Remember when you struggled to keep up while your teacher dictated notes? When you had to carefully pack your textbooks in a way that would keep your bag light? When colorful sticks of chalk and whiteboard markers were a common sight in classrooms?
For a student in 2014, these concepts would be archaic at best and alien at worst. With most notes taken on tablets, textbooks read on e-readers and lectures recorded on mobile phone apps, technology has made learning much easier and more convenient.
Technology in the Classroom
Based on a CourseSmart and Wakefield Research study, Mashable reported that in a sample size of 500, 73 percent of college students said that they cannot study without technology. Seventy percent of them used keyboards to take notes, while 91 percent used email to communicate with their professors. A whopping 98 percent of students who owned an e-reader read e-textbooks and 65 percent used digital devices to make presentations.

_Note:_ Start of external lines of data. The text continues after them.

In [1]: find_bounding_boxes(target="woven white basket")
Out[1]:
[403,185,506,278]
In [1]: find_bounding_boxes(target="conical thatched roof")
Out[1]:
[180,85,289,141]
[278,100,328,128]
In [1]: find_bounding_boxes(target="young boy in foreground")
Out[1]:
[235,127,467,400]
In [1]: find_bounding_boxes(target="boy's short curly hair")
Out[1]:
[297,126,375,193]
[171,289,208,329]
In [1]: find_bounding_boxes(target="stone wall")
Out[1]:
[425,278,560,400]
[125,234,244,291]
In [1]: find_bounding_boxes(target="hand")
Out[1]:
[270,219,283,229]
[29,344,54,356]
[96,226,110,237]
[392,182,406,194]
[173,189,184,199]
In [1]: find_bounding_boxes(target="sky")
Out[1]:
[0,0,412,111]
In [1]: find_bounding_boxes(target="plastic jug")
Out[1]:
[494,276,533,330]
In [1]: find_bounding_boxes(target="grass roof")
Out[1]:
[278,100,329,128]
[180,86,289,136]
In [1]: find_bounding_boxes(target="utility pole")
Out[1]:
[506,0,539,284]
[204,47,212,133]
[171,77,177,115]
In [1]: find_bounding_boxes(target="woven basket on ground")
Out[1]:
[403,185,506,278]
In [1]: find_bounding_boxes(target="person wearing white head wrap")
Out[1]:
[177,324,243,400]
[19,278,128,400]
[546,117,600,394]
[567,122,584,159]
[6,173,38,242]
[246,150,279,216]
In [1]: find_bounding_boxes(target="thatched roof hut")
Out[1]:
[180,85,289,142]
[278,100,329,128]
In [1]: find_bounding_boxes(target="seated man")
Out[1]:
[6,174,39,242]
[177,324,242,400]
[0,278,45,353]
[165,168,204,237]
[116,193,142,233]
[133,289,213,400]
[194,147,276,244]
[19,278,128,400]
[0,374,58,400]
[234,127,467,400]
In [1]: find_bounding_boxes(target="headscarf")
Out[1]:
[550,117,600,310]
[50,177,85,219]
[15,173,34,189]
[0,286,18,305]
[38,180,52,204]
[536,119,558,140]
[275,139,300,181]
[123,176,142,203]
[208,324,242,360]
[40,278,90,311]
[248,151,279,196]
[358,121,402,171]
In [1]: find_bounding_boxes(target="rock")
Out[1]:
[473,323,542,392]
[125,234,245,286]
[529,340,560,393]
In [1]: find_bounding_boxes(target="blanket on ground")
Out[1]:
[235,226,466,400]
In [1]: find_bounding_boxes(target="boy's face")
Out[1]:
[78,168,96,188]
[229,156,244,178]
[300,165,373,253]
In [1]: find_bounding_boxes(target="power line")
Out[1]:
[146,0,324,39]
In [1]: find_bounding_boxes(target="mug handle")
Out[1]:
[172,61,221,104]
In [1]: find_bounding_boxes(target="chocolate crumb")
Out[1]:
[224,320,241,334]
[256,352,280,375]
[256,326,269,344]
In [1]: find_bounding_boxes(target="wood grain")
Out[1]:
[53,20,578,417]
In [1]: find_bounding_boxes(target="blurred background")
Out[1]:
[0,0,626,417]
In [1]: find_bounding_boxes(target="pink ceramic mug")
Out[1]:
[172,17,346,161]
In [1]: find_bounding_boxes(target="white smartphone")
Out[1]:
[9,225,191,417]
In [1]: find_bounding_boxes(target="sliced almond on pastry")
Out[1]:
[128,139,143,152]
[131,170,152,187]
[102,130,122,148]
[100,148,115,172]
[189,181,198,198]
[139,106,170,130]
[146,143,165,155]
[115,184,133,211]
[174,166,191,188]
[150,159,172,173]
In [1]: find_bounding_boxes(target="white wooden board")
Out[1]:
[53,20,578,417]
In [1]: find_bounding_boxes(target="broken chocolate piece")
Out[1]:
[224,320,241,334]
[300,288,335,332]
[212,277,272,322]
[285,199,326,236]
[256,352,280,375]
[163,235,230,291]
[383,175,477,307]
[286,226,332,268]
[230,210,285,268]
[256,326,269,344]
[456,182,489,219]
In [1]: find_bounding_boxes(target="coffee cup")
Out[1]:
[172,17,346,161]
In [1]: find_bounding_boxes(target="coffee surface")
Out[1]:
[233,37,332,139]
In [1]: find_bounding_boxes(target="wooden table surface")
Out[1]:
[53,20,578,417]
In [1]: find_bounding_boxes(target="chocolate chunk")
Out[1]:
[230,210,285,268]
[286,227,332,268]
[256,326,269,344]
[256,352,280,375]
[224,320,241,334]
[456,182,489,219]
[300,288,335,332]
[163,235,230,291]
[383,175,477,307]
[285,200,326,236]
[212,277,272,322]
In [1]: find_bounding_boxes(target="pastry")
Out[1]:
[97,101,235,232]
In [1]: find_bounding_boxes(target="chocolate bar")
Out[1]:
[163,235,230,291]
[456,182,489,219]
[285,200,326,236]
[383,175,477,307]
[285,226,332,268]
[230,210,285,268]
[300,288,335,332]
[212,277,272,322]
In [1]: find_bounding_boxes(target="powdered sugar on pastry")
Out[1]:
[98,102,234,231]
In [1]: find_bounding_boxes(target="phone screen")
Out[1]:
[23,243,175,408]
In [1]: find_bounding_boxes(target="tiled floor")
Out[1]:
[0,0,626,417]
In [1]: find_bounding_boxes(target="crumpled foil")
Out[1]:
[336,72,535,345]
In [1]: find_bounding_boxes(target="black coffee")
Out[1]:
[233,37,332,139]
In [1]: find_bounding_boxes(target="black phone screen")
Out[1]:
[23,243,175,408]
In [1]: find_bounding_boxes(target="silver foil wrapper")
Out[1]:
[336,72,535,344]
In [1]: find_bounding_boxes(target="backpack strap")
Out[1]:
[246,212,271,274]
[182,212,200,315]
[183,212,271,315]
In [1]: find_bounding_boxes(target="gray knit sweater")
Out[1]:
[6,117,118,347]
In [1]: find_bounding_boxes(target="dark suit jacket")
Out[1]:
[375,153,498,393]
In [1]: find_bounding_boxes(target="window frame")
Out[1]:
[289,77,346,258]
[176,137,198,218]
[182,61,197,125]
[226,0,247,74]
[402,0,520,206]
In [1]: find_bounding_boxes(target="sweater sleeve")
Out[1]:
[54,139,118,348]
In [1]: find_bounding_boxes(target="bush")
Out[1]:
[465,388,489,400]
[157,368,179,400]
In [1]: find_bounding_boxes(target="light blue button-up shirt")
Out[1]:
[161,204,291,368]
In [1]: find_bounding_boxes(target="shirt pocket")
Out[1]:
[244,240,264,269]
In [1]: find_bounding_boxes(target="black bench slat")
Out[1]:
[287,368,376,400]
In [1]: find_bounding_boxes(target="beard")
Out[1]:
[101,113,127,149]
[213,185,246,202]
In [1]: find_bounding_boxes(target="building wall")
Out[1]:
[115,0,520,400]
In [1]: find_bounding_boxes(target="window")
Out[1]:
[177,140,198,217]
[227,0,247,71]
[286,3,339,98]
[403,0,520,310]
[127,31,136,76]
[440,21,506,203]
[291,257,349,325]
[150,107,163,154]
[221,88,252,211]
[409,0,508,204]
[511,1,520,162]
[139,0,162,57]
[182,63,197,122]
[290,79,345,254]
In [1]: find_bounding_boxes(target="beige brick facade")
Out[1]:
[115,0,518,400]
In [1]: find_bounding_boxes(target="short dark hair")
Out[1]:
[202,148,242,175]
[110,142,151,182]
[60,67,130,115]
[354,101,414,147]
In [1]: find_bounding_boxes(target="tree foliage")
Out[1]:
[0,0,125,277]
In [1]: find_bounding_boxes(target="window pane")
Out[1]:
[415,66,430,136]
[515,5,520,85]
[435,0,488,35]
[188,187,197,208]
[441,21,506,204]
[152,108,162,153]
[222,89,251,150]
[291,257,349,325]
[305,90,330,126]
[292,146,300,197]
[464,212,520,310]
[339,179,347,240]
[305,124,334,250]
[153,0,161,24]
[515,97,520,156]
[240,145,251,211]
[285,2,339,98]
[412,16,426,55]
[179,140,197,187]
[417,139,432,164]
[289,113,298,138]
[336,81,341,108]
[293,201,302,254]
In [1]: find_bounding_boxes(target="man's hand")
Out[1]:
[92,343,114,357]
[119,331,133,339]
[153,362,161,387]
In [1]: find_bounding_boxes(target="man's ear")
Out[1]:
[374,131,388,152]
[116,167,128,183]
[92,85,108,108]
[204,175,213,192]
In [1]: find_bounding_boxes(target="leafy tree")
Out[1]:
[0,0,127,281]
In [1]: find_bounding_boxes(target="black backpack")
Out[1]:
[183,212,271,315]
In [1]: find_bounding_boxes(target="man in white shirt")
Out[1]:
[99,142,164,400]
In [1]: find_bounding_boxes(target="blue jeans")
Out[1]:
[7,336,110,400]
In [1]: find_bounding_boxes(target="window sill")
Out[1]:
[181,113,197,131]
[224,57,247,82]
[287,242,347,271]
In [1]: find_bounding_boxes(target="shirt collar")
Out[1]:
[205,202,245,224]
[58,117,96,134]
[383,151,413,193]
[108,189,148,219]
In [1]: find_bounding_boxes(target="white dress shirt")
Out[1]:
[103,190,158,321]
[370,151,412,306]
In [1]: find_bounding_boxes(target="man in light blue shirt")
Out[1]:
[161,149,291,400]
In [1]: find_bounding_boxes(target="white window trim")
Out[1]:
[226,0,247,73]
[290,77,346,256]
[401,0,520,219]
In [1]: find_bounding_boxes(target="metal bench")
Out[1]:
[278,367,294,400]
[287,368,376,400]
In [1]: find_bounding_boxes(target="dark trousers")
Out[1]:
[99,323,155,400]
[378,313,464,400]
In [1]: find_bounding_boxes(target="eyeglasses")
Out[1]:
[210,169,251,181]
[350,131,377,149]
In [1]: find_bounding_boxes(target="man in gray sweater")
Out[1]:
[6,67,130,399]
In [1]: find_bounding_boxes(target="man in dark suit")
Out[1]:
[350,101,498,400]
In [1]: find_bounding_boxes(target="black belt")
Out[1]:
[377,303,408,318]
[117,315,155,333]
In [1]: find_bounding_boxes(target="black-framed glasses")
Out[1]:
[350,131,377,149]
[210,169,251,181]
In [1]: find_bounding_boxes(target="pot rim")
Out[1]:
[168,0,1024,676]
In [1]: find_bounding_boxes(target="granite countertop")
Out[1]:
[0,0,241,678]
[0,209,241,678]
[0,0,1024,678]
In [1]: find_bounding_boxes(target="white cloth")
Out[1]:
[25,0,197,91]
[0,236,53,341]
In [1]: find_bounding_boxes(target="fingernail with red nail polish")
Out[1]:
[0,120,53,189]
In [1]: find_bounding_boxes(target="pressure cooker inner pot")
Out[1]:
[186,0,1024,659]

Technology not only helps students learn at their convenience, but it also helps them to grasp concepts faster. Video tutorials and recordings of lectures help students learn through repetition. While discussion forums and chat-study sessions via programs like Skype, help to clear mutual difficulties while studying.
In the classroom and around campus, apps and websites make learning easy and fun. Apps like Evernote and Wunderlist help students get organized, while Snoozerr helps record lectures.
Technology in education has also proved to be a lot more eco-friendly and cost-effective. With everything done online, a sizable chunk of paper for notebooks and textbooks is saved. Cost-wise, digital textbooks cost approximately 40 percent less than printed textbooks.
Technology Outside the Classroom
Take a typical college scenario a decade earlier. You had to follow a set schedule of classes, with tests and assignments at regular intervals, regardless of whether you were ready for them or not. Difficult concepts explained in the classroom were murky in your mind and practical study was limited. Special tutoring had to be requested for in the case of struggling to grasp concepts. Most importantly, students had to be students pretty much all the time.
Technology and e-learning has changed all that for good. With the advent of technology, concepts like virtual tutors, video lectures, virtual flash-cards and live discussion forums enable students to learn at their convenience. Studies have also shown that e-learning has the power to increase information retention rates by up to 60 percent.
Education can now go beyond the realm of schools and colleges, and right into people’s homes. Anybody can take a course and obtain a degree at any point in life, no matter what stage of life they are in. The best part? They can learn at will, which makes learning more attractive.
E-learning is also eco-friendly as shown in a Design Innovation Group study. The report proved that e-learning consumes 90 percent less energy than traditional courses, and the amount of CO2 emissions (per student) is also reduced by up to 85 percent.
In short, learning today has become all about retaining and being able to apply those concepts in real life. Inside and outside the classroom, it’s about understanding, interpreting, creating and using knowledge as a springboard.